Background: Surgical site infections are a prevalent cause of nosocomial infections that require antibiotic prophylaxis. Emergence and spread of antimicrobial resistance is a major global public health issue that must be addressed. Eventually, antibiotic prescribing pattern should be examined in order to ensure that antibiotics are used appropriately and that their effectiveness is preserved.
Objective: To evaluate hospital antibiotic prescribing pattern emphasizing on cephalosporins in general surgery specialty using the WHO Access, Watch, and Reserve (AWaRe) classification.
Methodology: A cross-sectional study was carried out in 658 hospitalized patients who received prophylactic antibiotics in general surgery specialty for six months. The data were analysed using the ‘WHO prescribing indicators’ and examined for the WHO ‘AWaRe’ categories. The acquired data was subjected to descriptive statistics.
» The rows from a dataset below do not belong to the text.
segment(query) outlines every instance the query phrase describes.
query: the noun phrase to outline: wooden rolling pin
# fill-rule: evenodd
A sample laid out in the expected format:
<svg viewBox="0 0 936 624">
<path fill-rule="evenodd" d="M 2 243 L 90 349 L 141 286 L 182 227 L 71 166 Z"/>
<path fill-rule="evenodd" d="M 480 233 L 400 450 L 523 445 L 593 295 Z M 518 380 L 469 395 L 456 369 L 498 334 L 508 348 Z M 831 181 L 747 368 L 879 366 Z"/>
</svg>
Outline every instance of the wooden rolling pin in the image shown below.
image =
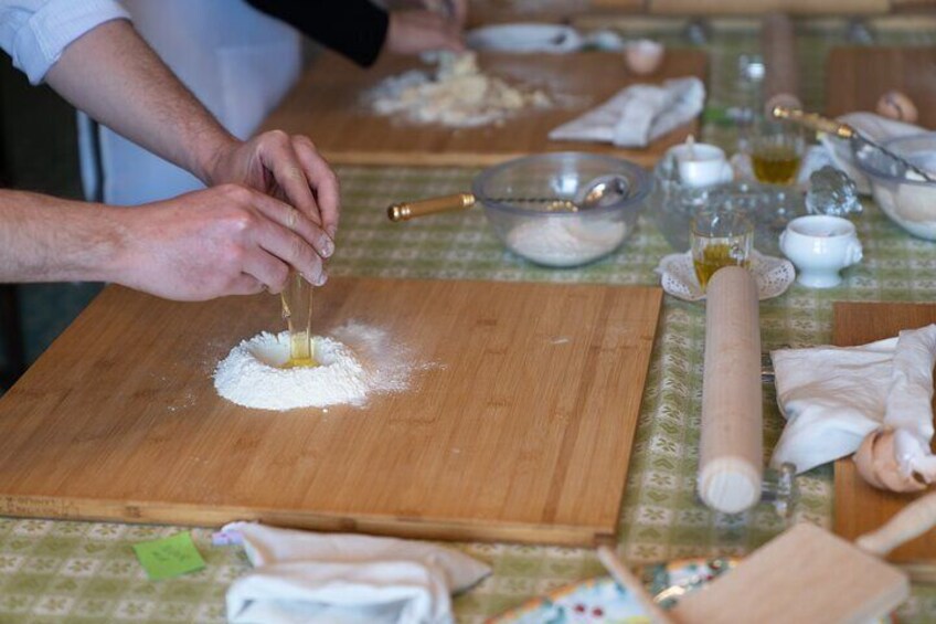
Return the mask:
<svg viewBox="0 0 936 624">
<path fill-rule="evenodd" d="M 799 67 L 796 63 L 796 33 L 793 20 L 783 13 L 764 18 L 761 30 L 764 54 L 764 110 L 774 106 L 802 108 L 799 99 Z"/>
<path fill-rule="evenodd" d="M 699 496 L 736 514 L 761 500 L 764 472 L 757 285 L 747 269 L 726 266 L 705 296 Z"/>
</svg>

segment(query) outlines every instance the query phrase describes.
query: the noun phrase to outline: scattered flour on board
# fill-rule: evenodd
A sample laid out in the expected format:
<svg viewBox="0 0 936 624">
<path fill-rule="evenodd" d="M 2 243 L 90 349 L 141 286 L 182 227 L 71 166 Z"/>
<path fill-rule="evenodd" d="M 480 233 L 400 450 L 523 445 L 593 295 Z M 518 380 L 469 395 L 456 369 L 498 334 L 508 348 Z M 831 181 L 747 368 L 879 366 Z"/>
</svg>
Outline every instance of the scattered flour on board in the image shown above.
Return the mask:
<svg viewBox="0 0 936 624">
<path fill-rule="evenodd" d="M 552 105 L 542 91 L 528 93 L 485 74 L 474 53 L 439 54 L 434 77 L 418 70 L 390 76 L 365 97 L 380 115 L 405 114 L 412 121 L 455 128 L 496 124 Z"/>
<path fill-rule="evenodd" d="M 260 332 L 217 364 L 214 388 L 228 401 L 260 410 L 360 406 L 372 394 L 403 392 L 415 371 L 437 367 L 414 361 L 383 329 L 358 322 L 316 336 L 315 351 L 318 367 L 279 368 L 289 360 L 289 334 Z"/>
</svg>

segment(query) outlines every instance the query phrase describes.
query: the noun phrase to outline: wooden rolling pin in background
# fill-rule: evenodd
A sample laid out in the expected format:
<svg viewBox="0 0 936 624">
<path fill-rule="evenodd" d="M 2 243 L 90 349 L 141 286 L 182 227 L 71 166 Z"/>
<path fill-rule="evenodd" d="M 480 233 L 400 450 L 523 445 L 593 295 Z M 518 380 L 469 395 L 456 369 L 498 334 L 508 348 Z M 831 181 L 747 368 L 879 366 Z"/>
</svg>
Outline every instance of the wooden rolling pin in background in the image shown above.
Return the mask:
<svg viewBox="0 0 936 624">
<path fill-rule="evenodd" d="M 783 13 L 764 18 L 761 30 L 764 54 L 764 110 L 770 118 L 774 106 L 802 108 L 799 98 L 799 66 L 793 20 Z"/>
<path fill-rule="evenodd" d="M 761 500 L 764 473 L 757 285 L 740 266 L 706 288 L 699 496 L 736 514 Z"/>
</svg>

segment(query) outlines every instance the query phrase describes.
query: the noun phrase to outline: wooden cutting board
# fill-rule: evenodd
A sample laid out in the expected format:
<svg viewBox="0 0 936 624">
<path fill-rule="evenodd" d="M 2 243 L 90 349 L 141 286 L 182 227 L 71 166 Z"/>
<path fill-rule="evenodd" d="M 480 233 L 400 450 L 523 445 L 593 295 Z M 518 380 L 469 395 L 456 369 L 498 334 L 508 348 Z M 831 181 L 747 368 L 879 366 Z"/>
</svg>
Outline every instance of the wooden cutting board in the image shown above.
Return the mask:
<svg viewBox="0 0 936 624">
<path fill-rule="evenodd" d="M 936 129 L 936 46 L 836 47 L 826 61 L 826 113 L 868 110 L 889 91 L 916 104 L 919 126 Z"/>
<path fill-rule="evenodd" d="M 708 57 L 701 51 L 668 50 L 661 68 L 646 78 L 630 74 L 621 54 L 611 52 L 482 53 L 479 64 L 510 84 L 543 88 L 559 94 L 563 102 L 550 109 L 524 112 L 502 126 L 451 129 L 416 125 L 371 113 L 362 97 L 385 77 L 425 70 L 426 65 L 412 56 L 387 56 L 370 70 L 362 70 L 337 54 L 326 53 L 302 74 L 292 92 L 264 123 L 264 129 L 308 135 L 333 163 L 466 167 L 488 166 L 531 152 L 566 150 L 616 155 L 649 166 L 690 133 L 699 134 L 696 119 L 646 149 L 551 141 L 546 136 L 628 85 L 681 76 L 704 81 Z"/>
<path fill-rule="evenodd" d="M 936 304 L 836 303 L 832 342 L 840 347 L 864 345 L 936 322 Z M 924 493 L 925 494 L 925 493 Z M 854 462 L 836 462 L 834 531 L 849 541 L 878 529 L 919 494 L 894 494 L 864 483 Z M 936 531 L 929 531 L 894 550 L 897 563 L 936 560 Z"/>
<path fill-rule="evenodd" d="M 433 362 L 362 409 L 265 412 L 215 363 L 274 296 L 111 286 L 0 399 L 0 515 L 589 544 L 617 519 L 659 288 L 332 279 L 318 331 L 380 327 Z"/>
</svg>

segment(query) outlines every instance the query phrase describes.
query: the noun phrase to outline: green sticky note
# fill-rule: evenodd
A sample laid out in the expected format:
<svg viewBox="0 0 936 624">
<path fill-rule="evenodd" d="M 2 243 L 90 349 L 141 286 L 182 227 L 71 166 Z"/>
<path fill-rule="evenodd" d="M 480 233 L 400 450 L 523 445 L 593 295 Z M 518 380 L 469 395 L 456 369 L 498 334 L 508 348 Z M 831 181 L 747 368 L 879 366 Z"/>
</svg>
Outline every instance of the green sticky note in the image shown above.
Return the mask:
<svg viewBox="0 0 936 624">
<path fill-rule="evenodd" d="M 134 552 L 150 581 L 181 577 L 204 568 L 204 559 L 189 531 L 134 544 Z"/>
</svg>

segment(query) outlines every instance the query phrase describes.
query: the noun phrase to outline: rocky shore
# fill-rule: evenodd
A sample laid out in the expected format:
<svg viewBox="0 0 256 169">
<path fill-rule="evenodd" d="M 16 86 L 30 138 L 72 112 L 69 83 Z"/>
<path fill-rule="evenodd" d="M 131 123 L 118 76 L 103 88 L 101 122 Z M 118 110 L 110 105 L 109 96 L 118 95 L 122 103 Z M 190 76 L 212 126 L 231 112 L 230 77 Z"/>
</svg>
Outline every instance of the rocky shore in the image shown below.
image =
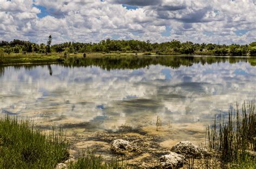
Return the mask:
<svg viewBox="0 0 256 169">
<path fill-rule="evenodd" d="M 210 155 L 207 150 L 197 145 L 203 140 L 203 130 L 194 131 L 198 142 L 192 143 L 170 139 L 178 133 L 174 128 L 171 132 L 164 126 L 158 131 L 154 128 L 134 129 L 127 126 L 119 129 L 117 132 L 86 132 L 77 129 L 76 133 L 68 135 L 72 145 L 71 157 L 76 159 L 82 150 L 88 150 L 106 161 L 118 159 L 128 167 L 176 168 L 187 165 L 191 158 L 200 160 Z M 184 137 L 190 131 L 182 128 L 179 130 L 183 131 L 180 134 Z"/>
</svg>

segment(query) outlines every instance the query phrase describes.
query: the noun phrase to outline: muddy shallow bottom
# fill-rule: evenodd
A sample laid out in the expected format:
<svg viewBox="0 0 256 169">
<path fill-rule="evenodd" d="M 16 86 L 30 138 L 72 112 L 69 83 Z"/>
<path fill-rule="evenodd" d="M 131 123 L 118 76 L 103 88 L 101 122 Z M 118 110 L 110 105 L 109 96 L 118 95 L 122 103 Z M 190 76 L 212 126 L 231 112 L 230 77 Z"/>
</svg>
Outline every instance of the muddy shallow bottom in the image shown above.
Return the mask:
<svg viewBox="0 0 256 169">
<path fill-rule="evenodd" d="M 176 124 L 138 128 L 122 125 L 116 132 L 87 132 L 86 129 L 72 128 L 66 130 L 66 136 L 71 141 L 70 154 L 75 158 L 83 151 L 93 151 L 102 156 L 106 161 L 117 158 L 131 166 L 152 167 L 158 159 L 169 154 L 171 148 L 177 142 L 188 140 L 201 145 L 205 141 L 206 124 L 204 123 Z M 118 156 L 111 150 L 111 142 L 117 139 L 128 140 L 139 149 L 136 152 Z"/>
</svg>

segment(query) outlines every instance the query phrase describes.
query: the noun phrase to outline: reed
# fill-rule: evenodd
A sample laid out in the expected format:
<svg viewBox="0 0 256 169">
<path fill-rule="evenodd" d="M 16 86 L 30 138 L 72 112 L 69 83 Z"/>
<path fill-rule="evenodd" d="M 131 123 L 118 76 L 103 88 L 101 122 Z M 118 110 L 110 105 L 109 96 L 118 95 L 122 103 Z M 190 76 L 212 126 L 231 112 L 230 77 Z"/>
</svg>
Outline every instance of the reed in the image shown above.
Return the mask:
<svg viewBox="0 0 256 169">
<path fill-rule="evenodd" d="M 109 162 L 103 162 L 100 156 L 97 156 L 93 151 L 83 151 L 82 155 L 78 157 L 77 161 L 71 163 L 68 168 L 125 168 L 125 164 L 119 162 L 117 159 L 112 159 Z"/>
<path fill-rule="evenodd" d="M 256 116 L 253 102 L 244 103 L 239 110 L 228 111 L 226 120 L 215 118 L 214 124 L 207 129 L 207 145 L 213 152 L 212 161 L 220 167 L 240 167 L 245 164 L 256 167 L 255 159 L 250 153 L 256 150 Z"/>
<path fill-rule="evenodd" d="M 61 130 L 43 135 L 28 119 L 0 119 L 0 168 L 54 168 L 69 156 Z"/>
</svg>

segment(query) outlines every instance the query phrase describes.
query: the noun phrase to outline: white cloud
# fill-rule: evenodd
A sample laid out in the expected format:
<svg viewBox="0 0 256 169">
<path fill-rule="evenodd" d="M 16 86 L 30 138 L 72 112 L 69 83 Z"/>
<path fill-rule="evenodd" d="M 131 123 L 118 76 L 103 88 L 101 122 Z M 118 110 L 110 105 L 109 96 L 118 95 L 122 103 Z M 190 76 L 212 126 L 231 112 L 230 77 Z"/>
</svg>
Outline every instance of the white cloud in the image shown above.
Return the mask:
<svg viewBox="0 0 256 169">
<path fill-rule="evenodd" d="M 139 8 L 129 10 L 122 3 Z M 3 40 L 45 43 L 52 34 L 54 43 L 95 42 L 114 35 L 157 42 L 173 39 L 220 44 L 256 41 L 253 0 L 0 0 L 0 4 Z M 45 12 L 50 16 L 37 16 Z M 161 33 L 167 26 L 171 35 L 163 36 Z M 247 32 L 237 35 L 235 31 L 239 30 Z"/>
</svg>

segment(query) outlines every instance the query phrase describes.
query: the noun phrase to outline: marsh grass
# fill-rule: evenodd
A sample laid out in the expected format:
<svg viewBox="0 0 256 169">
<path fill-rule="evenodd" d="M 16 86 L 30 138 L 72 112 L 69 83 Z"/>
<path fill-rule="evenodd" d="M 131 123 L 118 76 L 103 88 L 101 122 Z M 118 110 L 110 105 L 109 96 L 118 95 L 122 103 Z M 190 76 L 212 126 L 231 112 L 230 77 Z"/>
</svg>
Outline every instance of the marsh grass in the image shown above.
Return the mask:
<svg viewBox="0 0 256 169">
<path fill-rule="evenodd" d="M 83 151 L 82 155 L 78 157 L 75 163 L 68 164 L 68 168 L 125 168 L 125 163 L 122 159 L 118 161 L 112 159 L 110 161 L 104 161 L 100 156 L 96 155 L 93 151 Z"/>
<path fill-rule="evenodd" d="M 158 131 L 159 129 L 161 128 L 162 126 L 162 121 L 160 118 L 159 116 L 157 116 L 157 122 L 156 123 L 156 130 Z"/>
<path fill-rule="evenodd" d="M 236 109 L 230 110 L 226 120 L 220 117 L 217 122 L 215 118 L 212 126 L 207 129 L 207 144 L 213 152 L 208 164 L 221 168 L 256 167 L 255 157 L 248 153 L 256 150 L 254 111 L 253 102 L 244 103 L 241 110 L 238 104 Z"/>
<path fill-rule="evenodd" d="M 28 119 L 0 119 L 0 168 L 53 168 L 69 156 L 61 130 L 43 135 Z"/>
</svg>

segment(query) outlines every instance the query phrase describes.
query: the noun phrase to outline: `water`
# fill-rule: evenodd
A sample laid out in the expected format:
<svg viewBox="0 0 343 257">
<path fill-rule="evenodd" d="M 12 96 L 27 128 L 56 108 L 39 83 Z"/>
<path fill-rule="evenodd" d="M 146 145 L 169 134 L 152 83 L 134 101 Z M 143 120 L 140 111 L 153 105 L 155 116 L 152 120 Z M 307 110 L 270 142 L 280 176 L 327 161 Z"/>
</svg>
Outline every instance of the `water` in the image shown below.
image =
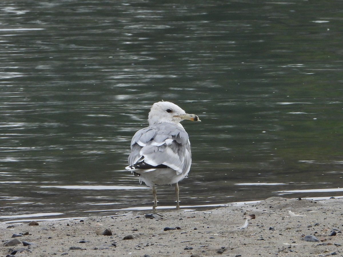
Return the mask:
<svg viewBox="0 0 343 257">
<path fill-rule="evenodd" d="M 341 12 L 334 1 L 0 4 L 0 218 L 151 209 L 124 170 L 173 102 L 193 164 L 181 206 L 339 196 Z M 174 187 L 158 187 L 161 209 Z"/>
</svg>

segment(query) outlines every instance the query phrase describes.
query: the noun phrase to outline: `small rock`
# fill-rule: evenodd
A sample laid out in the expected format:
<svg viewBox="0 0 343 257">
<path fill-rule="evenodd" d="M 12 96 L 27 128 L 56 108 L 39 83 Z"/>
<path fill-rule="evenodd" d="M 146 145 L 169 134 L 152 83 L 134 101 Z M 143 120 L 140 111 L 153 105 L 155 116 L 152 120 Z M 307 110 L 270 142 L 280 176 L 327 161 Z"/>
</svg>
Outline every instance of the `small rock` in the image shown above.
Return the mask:
<svg viewBox="0 0 343 257">
<path fill-rule="evenodd" d="M 110 229 L 98 229 L 95 231 L 97 235 L 103 236 L 111 236 L 112 231 Z"/>
<path fill-rule="evenodd" d="M 130 240 L 131 239 L 136 239 L 141 237 L 141 235 L 139 234 L 132 234 L 131 235 L 128 235 L 125 236 L 123 238 L 123 240 Z"/>
<path fill-rule="evenodd" d="M 16 245 L 21 243 L 22 242 L 20 240 L 15 238 L 14 239 L 12 239 L 10 241 L 9 241 L 8 242 L 5 242 L 3 245 L 5 246 L 14 246 L 15 245 Z"/>
<path fill-rule="evenodd" d="M 306 242 L 319 242 L 319 240 L 318 238 L 314 236 L 311 236 L 310 235 L 306 236 L 305 237 L 303 237 L 302 239 L 304 241 L 305 241 Z"/>
<path fill-rule="evenodd" d="M 14 234 L 12 235 L 12 238 L 13 237 L 17 237 L 18 236 L 22 236 L 22 235 L 18 234 Z"/>
<path fill-rule="evenodd" d="M 145 215 L 145 217 L 147 219 L 156 219 L 156 220 L 163 220 L 163 218 L 162 215 L 160 215 L 157 213 L 152 213 L 152 214 L 147 214 Z"/>
<path fill-rule="evenodd" d="M 39 224 L 38 224 L 38 222 L 37 221 L 33 220 L 32 221 L 30 222 L 27 225 L 29 226 L 38 226 L 39 225 Z"/>
<path fill-rule="evenodd" d="M 103 235 L 104 236 L 111 236 L 112 235 L 112 231 L 110 229 L 105 229 L 103 233 Z"/>
<path fill-rule="evenodd" d="M 28 242 L 27 241 L 23 241 L 22 243 L 23 243 L 23 245 L 24 246 L 27 246 L 29 245 L 33 245 L 34 246 L 36 246 L 38 245 L 36 244 L 35 244 L 34 243 Z"/>
<path fill-rule="evenodd" d="M 334 230 L 333 230 L 332 231 L 332 232 L 331 232 L 331 234 L 330 234 L 329 235 L 329 236 L 335 236 L 337 234 L 337 233 L 336 233 L 336 231 L 335 231 Z"/>
<path fill-rule="evenodd" d="M 82 250 L 82 248 L 81 247 L 79 247 L 79 246 L 71 246 L 69 248 L 69 250 Z"/>
<path fill-rule="evenodd" d="M 196 228 L 194 228 L 194 229 L 196 229 Z M 180 227 L 166 227 L 164 228 L 163 230 L 165 231 L 167 231 L 168 230 L 175 230 L 176 229 L 181 229 L 181 228 Z"/>
</svg>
Results: Per encounter, the average number of drugs and antibiotics prescribed were 3.8 and 1.3, respectively. 83.4% encounters were with at least one antibiotic and 94.5% encounters had parenteral antibiotics. 31.3% and 77.8% antibiotics were prescribed by generic name and from the Essential Medicines List, respectively. The most frequently prescribed antibiotics were the third generation cephalosporins (36.8%) wherein ceftriaxone (22.0%) and cefoperazone (7.2%) were the two most commonly prescribed. A total of 14 specific antibiotics, ‘Access’ 5 and ‘Watch’ 9 were prescribed. Based on the WHO AWaRe classification, 42.3% ‘Access’ and 57.7% ‘Watch’ group antibiotics prescribed. All the prescribed cephalosporins (100%) were from the ‘Watch’ category. Amikacin (13.5%) and ceftriaxone (22.0%) were the most commonly prescribed ‘Access’ and ‘Watch’ group antibiotics, respectively. Amoxicillin index was 7.5 and ‘Access-to-Watch’ index was 0.7, which were much below the priority values.
Conclusion: The antibiotic prescription pattern seen in this study did not entirely meet the WHO recommendations. Antibiotics from the ‘Watch’ category, notably cephalosporins, were commonly prescribed. To retain antibiotic effectiveness and encourage rational antibiotic use, as well as to overcome antibiotic resistance, changes and surveillance antibiotics prescribing are required.